Eggplant Box with Abalone Sauce and Garlic recipe

15. Put the garlic cloves in the oil on the stir-fry spoon, and start to stir-fry with cold oil.

Eggplant Box with Abalone Sauce and Garlic recipe

16. Until the oil temperature rises, the garlic cloves are slightly yellow.

Eggplant Box with Abalone Sauce and Garlic recipe

17. At this point, add the chopped green onion, ginger and garlic cloves and stir-fry together.

Eggplant Box with Abalone Sauce and Garlic recipe

18. Pour in the adjusted abalone sauce and bring to a boil.

Eggplant Box with Abalone Sauce and Garlic recipe

19. Pour the branded eggplant box into the boiling soup.

Eggplant Box with Abalone Sauce and Garlic recipe

20. Stir fry over high heat to collect the juice.

Eggplant Box with Abalone Sauce and Garlic recipe

21. When half of the soup is harvested, pour in the bright red peppers that have been cut in advance.

Eggplant Box with Abalone Sauce and Garlic recipe

22. Stir-fry evenly to get out of the pan.

Eggplant Box with Abalone Sauce and Garlic recipe

Tips:

1. The meat filling should not be marinated too salty, just slightly increase the freshness.

2. The clamping blade should be cut as evenly as possible. The middle section of the eggplant can be cut straight, and the thinner part can be cut with an oblique knife to make it look more uniform.

3. It is best to cook the garlic in cold oil when the garlic is stir-fried, so that the garlic and oil that are slowly stir-fried will have a strong flavor. Some friends have used deep-fried methods to process garlic. The color is very beautiful, but the oily garlic smell is not strong.

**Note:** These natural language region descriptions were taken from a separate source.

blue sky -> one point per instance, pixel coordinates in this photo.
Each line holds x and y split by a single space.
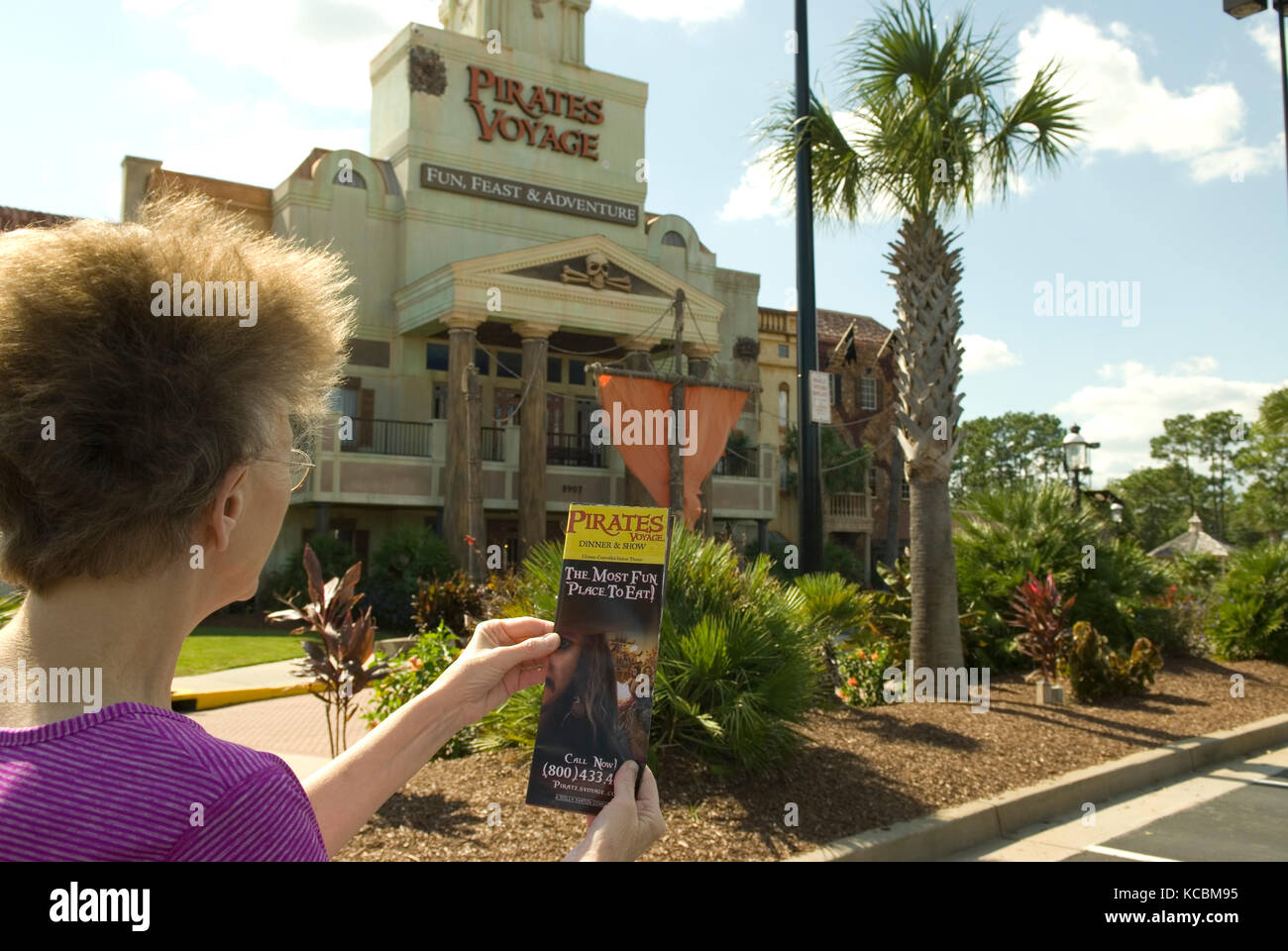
1177 188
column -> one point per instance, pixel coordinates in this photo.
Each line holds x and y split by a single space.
636 357
699 368
463 445
532 435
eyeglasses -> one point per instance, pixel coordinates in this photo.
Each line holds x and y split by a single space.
300 467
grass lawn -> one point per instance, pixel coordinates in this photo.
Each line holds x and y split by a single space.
218 648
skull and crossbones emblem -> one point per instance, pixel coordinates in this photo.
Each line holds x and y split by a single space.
596 274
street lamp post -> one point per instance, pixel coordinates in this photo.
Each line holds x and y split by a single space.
1245 8
1076 458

4. When baking or frying the eggplant box, it is only half-cooked, otherwise it will be completely rotten in the pot during baking and cannot be formed. The eggplant box does not need to be battered. First, it will absorb too much oil and feel too greasy. Second, what you eat is the original flavor of eggplant. However, before filling the stuffing, dry starch must be dusted between the eggplant slices so that there will be no separation of the meat stuffing during firing.